The courts have further interpreted the SDN1 standard over the past five decades. For example, in one pivotal decision, it was clarified that the test is an objective one, meaning it is not measured by the effect on the individual, but rather by how severe or traumatizing the stressor event is. Jenson v. Employers Mut. Cas. Co., 161 Wis. 2d 253 (1991).
When evaluating the unusual stress of the employee, the courts have determined it is to be compared to “similarly situated employees” and the event could not be “foreseen” by employees in a particular field. Probst v. LIRC, 153 Wis. 2d 185 (Ct. App. 1989). This made proving mental/mental claims by employees in high stress occupations, such as law enforcement, extremely difficult.

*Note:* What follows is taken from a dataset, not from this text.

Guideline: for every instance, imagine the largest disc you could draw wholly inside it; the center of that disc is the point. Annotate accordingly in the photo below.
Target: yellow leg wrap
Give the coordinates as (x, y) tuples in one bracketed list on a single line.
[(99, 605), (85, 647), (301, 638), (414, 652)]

In 2021, the Wisconsin legislature sought to provide a limited exception to SDN1, to allow law enforcement officers and firefighters to collect 32 weeks of lost time and treatment expenses for work-related Post-Traumatic Stress Disorder (PTSD), even in those cases where the employee cannot prove extraordinary stress under the SDN1 standard.
The new statute, Wis. Stat. §102.17(9), only applies to PTSD, which must be diagnosed by a licensed psychiatrist or psychologist, must be proven by the preponderance of the evidence, and cannot be the result of a job transfer or disciplinary action. Benefits are limited to 32 calendar weeks of benefits and to three episodes in the lifetime of the employee. See also, Wis. Stat. §§102.44(7), 102.42(1p).
Subject to those limitations, the statute provides that the law enforcement officer or firefighter can receive these benefits even if the PTSD diagnosis is not “based on unusual stress of greater dimensions than the day-to-day emotional strain and tension experienced by similarly situated employees.” Wis. Stat. §102.17(9)3.
PTSD Claims after Act 29:
After April 29, 2021, there are two tracks for worker’s compensation benefits for law enforcement officers and full-time firefighters who can prove work-related PTSD.
Track 1 (Cannot Prove Extraordinary Stress)
Under this track, the employee need only prove an appropriate diagnosis of PTSD caused from the stresses on the job (but not due to disciplinary action, job evaluation, transfer, etc.) The employee is entitled to up to 32 calendar weeks of benefits from the time the injury is first reported. The employee does not have to meet the SDN1 standard.
Track 2: (Can Prove Extraordinary Stress)
Under this track, the law enforcement officer or full-time firefighter makes his or her claim like any other non-traumatic mental injury by any employee. The employee must prove extraordinary stress to meet the SDN1 standard. If the employee can meet that standard, he or she is not limited to the 32 weeks of benefits, but rather can access all benefits under the Work Comp Act.
Therefore, while Act 29 outlined a new path (Track 1) for these limited benefits for PTSD for law enforcement officers, it did not modify or remove the right for these employees to make claims for additional benefits (beyond 32 weeks) ifthe employee is able to prove the PTSD was caused by unusual stress and meets the SDN1 standard.